Originally Posted by Terraj
For benching, i am powerlifter so i do it, if i was looking for chest mass i would drop it and replace it with incline barbell.
11-09-2009 12:48 AM
I assume you have a published study that shows this, correct?
Originally Posted by Terraj
11-09-2009 09:50 AM
the decline chest press machine makes ur pecs look round and full but that i can routinely rep 3 plates per side 15 plus reps no matter how sore i am its pure ego
11-09-2009 10:11 AM
as little as a 20% incline on the bench lowers the overall focus on the sternum section of the pectorals. even someone with poor form- flat back, wide elbows, etc... can begin using more shoulders and clavicular pec head. (yes there are 4 pec muscles, not just 2). Decline can focus more on the pec than flat bench OR incline bench, but flat bench is a universal exercise which uses multiple muscle groups- shoulders, triceps, chest, etc. do your bench routine along with other pec isolated exercises to fully maximize your workout and wear your chest out.
11-12-2009 07:50 AM
As all the greats always say find what works for you for yourself. Can't say enough about how true that is.
I had the same as you, shoulders hurt a lot frequently. I am 6'5 and i moved from middle finger on ring to about 1 3/4 - 2 feet apart. WORLD of difference, you'd think more tris but for me I feel a massive squeeze, no tris and my bench shot up about 80lbs in 3 months and added 2 inches. -obviously tris but chest definitely getting hit more
I am tall but for some reason I squat bench and deadlift narrower, feels way better for me. Not telling you to do this but give it a shot for a month and check progress
And tuck those shoulders! Scapulas in and down And dont lock out until last rep, push right to top you have to flare out your shoulders meaning next rep is shoulder land. Go 4/5 up, dont lock elbows.

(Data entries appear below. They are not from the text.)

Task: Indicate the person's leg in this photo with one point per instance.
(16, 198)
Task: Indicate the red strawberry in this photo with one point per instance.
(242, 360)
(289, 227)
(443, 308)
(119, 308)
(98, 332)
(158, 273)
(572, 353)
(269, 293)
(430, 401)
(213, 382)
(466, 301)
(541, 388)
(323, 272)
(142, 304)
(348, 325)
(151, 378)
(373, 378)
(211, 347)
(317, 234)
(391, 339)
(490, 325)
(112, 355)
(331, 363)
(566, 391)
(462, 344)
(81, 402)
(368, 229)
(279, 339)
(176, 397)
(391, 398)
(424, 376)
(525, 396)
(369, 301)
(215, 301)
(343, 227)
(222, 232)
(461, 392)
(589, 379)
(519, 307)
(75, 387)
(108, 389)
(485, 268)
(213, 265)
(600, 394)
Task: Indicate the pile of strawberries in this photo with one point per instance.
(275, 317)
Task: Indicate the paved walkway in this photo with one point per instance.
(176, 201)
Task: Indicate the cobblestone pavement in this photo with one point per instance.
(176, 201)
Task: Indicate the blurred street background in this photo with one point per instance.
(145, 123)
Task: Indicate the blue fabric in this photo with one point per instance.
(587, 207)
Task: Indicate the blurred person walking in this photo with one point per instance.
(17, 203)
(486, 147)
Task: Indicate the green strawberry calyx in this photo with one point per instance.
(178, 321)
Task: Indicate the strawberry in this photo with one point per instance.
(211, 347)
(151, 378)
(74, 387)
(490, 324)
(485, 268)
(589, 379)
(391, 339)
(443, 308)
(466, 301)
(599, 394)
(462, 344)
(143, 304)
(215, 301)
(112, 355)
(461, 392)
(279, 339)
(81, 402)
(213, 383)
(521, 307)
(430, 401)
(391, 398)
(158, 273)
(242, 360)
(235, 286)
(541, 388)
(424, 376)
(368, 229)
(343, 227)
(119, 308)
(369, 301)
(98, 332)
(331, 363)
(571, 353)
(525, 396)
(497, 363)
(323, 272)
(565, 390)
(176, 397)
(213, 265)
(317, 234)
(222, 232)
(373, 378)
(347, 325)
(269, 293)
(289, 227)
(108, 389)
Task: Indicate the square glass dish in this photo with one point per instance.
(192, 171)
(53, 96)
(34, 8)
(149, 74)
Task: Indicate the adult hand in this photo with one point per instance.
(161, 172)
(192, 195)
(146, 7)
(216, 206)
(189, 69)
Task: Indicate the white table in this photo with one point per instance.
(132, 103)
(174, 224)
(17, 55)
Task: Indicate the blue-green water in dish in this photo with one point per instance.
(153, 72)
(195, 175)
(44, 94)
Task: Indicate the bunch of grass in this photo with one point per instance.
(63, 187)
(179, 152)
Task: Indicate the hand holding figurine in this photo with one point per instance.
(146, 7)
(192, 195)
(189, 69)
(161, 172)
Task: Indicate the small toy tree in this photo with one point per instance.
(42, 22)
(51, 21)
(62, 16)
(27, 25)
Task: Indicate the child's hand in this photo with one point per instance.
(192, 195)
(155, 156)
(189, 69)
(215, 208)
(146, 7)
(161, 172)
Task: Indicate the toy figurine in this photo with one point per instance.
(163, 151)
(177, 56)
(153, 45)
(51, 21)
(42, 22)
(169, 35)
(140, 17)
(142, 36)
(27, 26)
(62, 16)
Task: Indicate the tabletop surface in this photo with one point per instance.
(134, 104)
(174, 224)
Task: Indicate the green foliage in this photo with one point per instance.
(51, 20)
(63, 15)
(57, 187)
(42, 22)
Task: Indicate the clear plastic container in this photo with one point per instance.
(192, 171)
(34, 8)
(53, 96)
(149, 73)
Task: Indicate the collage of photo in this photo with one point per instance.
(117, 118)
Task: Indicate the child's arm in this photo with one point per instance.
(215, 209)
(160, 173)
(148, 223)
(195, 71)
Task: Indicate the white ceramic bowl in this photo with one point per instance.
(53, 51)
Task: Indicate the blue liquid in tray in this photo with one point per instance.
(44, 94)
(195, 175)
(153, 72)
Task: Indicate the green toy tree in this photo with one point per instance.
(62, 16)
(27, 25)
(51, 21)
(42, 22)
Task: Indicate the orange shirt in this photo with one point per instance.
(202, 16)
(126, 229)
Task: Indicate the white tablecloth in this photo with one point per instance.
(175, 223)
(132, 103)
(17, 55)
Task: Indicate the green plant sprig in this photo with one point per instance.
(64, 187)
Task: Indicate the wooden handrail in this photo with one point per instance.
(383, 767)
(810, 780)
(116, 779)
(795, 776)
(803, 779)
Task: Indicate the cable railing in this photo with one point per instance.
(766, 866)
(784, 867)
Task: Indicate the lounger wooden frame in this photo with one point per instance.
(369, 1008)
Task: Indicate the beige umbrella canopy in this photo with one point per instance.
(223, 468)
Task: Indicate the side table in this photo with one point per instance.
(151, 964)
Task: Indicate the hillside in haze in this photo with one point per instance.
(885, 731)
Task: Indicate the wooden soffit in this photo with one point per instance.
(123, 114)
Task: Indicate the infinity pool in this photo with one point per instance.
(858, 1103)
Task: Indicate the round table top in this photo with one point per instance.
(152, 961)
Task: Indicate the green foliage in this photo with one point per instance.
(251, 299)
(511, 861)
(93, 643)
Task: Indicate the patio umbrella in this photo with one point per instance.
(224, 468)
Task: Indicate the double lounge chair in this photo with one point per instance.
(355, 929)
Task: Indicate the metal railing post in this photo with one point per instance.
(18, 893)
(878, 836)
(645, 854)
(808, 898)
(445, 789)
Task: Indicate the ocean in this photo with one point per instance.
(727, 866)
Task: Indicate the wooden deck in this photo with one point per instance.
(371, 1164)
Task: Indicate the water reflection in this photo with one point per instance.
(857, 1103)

side note: guy at my gym who loves his lock out on incline went unstable at top lockout with 120s, his arm externally rotated (suppinated) then fell straight down and anteriorly dislocated his arm... it snapped right back
Equals: do your rotator cuff training prophylatically!!!!!
11-12-2009 12:39 PM
What works for one person may not work for the next person. Almost everyone gets a different stimulus from every exercise. Dorian Yates was an avid Decline Bencher and it worked for him great.... So just try everything till you find something that works.... Maybe even something as simple as doing pushups could build your chest up more??? You dont know until you try
11-15-2009 05:42 PM
yesss agreed, i powerlift but if i do military press i dont feel my shoulders get as my much pressure on them as a shoulder press machine with the two handles that u load the weights on.